Completion lymph node dissection is not obsolete, at least not yet, and the best management of the sentinel node–positive patient will continue to involve a balanced discussion with patients about the risks and benefits of this procedure — now informed by two randomized trials and a high degree of confidence that there is no early impact of completion lymph node dissection on melanoma-specific mortality.

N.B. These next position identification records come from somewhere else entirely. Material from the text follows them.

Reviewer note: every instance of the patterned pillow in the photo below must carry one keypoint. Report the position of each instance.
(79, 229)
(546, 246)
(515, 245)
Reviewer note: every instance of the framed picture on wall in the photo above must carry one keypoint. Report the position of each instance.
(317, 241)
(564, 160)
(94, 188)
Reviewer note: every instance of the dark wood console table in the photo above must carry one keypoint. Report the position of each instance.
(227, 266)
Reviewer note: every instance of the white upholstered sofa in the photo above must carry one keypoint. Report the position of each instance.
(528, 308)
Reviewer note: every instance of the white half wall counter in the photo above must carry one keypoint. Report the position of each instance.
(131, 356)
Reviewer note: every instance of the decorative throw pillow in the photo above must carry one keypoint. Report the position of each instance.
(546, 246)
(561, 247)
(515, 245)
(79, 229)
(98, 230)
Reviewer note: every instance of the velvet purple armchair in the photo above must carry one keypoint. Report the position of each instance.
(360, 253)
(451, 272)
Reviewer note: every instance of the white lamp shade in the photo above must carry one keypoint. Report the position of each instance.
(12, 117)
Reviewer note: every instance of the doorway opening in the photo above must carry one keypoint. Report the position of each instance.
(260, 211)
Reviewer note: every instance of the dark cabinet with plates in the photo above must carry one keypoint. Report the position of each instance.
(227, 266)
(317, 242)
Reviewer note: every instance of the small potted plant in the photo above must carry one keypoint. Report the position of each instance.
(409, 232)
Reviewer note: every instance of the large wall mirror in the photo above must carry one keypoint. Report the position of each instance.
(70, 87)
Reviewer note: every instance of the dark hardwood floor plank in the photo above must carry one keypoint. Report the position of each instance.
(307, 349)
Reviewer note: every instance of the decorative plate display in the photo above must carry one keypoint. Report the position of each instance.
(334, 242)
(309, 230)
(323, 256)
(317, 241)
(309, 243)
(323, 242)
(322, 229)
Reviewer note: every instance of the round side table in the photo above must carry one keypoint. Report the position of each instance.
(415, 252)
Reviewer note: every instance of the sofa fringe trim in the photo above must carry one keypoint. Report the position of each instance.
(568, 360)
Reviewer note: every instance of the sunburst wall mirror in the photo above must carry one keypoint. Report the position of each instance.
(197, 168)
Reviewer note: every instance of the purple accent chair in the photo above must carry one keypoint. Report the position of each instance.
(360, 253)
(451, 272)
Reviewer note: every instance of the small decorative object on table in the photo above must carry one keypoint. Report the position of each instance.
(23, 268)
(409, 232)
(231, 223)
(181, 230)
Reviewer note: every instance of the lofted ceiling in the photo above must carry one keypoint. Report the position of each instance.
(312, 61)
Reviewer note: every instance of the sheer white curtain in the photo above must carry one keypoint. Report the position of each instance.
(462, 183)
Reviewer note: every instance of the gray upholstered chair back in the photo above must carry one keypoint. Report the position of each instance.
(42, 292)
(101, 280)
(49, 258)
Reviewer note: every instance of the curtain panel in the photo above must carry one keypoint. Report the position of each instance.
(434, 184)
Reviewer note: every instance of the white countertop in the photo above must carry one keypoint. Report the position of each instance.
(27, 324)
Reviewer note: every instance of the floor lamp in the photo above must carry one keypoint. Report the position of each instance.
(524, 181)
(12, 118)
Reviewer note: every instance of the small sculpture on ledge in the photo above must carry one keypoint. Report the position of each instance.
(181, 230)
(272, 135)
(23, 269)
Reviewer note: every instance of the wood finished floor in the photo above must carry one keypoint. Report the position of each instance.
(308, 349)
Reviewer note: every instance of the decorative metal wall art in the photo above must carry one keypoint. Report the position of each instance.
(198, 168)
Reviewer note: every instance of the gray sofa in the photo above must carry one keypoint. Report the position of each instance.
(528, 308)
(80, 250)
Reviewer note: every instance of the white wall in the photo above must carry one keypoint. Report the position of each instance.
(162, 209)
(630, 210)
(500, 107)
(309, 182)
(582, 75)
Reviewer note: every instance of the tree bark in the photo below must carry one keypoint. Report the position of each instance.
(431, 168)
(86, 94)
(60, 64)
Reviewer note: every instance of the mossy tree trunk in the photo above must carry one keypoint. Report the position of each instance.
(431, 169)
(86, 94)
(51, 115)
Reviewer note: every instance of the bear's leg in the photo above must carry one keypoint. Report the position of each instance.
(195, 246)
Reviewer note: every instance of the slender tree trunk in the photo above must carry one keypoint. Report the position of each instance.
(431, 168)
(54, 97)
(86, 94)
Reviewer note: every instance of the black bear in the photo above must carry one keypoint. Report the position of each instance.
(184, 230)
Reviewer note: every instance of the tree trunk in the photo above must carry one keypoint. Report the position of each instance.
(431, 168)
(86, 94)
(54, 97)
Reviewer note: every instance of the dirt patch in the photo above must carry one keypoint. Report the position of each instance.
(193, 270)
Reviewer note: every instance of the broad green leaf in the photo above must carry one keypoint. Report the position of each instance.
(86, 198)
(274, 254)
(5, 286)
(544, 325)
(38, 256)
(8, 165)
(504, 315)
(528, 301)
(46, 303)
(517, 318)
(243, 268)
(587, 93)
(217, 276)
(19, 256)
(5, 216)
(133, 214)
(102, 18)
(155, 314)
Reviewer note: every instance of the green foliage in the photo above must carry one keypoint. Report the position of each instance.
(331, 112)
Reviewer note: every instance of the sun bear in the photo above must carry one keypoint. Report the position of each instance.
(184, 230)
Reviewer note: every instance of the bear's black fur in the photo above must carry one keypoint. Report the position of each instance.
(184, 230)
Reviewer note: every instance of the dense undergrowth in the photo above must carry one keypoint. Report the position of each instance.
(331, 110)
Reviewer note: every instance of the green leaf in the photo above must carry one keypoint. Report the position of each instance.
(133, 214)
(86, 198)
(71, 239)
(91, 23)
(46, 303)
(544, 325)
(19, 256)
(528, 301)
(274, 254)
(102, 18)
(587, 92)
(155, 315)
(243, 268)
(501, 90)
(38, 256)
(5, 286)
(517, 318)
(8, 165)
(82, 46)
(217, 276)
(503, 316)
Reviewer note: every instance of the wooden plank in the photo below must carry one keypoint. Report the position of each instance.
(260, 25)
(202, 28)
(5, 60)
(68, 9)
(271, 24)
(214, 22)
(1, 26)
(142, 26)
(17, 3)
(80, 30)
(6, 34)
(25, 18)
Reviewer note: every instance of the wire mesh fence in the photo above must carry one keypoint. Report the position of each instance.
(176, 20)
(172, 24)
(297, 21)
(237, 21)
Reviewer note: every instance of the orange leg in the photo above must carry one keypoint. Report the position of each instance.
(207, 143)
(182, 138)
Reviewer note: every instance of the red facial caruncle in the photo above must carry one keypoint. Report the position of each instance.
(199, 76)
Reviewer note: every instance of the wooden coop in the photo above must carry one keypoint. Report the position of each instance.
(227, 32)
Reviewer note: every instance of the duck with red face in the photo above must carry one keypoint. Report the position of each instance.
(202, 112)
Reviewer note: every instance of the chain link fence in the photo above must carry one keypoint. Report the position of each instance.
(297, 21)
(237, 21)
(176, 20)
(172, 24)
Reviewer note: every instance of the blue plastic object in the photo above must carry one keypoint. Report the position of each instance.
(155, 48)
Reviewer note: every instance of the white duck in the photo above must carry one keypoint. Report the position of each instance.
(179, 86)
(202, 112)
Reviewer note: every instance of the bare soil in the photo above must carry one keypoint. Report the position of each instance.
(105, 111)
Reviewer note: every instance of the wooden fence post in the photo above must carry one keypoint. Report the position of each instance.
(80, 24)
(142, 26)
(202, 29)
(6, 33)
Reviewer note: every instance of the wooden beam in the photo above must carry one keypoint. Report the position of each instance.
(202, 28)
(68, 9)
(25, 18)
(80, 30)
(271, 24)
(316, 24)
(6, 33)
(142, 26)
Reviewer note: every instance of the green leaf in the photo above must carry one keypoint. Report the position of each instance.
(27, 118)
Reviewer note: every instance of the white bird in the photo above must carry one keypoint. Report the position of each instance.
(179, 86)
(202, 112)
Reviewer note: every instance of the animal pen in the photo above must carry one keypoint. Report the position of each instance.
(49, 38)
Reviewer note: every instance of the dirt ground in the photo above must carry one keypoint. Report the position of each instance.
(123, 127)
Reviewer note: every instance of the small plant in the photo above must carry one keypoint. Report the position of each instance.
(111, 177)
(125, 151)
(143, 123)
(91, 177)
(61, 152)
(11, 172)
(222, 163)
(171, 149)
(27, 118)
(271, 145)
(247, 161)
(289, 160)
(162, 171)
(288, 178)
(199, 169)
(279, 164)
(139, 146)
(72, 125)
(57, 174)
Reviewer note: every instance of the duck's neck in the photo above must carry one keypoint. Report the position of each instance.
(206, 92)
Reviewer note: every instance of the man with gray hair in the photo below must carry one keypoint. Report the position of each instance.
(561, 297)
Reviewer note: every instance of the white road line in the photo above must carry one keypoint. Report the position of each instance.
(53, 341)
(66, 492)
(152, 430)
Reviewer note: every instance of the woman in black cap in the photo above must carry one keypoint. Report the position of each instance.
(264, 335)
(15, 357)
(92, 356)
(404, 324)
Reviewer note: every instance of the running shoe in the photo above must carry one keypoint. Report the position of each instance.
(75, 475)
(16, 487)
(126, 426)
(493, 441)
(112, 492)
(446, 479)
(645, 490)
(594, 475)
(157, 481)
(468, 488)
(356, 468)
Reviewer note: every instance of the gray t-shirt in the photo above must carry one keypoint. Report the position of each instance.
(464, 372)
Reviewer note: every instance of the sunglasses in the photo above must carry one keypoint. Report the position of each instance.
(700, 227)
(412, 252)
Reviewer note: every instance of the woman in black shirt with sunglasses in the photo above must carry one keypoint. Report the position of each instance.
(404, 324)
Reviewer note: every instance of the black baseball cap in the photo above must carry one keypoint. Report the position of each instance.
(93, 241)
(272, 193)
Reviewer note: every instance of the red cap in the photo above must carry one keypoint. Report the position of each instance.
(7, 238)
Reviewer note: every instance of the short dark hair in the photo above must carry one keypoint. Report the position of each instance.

The likelihood is that many — perhaps even most — patients will be well served by a strategy that includes a thoroughly performed sentinel lymph node biopsy and careful nodal observation with subsequent therapeutic lymph node dissection in small percentage of patients who experience isolated nodal basin recurrence. Patients who undergo nodal observation after a positive sentinel lymph node biopsy also are appropriate for future adjuvant therapy trials — they have been uniformly excluded to date — and, indeed, nodal basin recurrence might represent an early endpoint for assessing therapeutic efficacy, much like pathological complete response has become in neoadjuvant therapy. The ideal strategy for management of the individual sentinel node-positive patient is still a goal we can only aspire to achieve, not a matter defined even by “practice-changing” clinical trials.
References:
Coit D. N Engl J Med. 2017;doi:10.1056/NEJMe1704290.
Faries MB, et al. N Engl J Med. 2017;doi:10.1056/NEJMoa1613210.
Leiter U, et al. Lancet Oncol. 2016;doi:10.1016/S1470-2045(16)00141-8.
Morton DL, et al. N Engl J Med. 2014;doi:10.1056/NEJMoa1310460.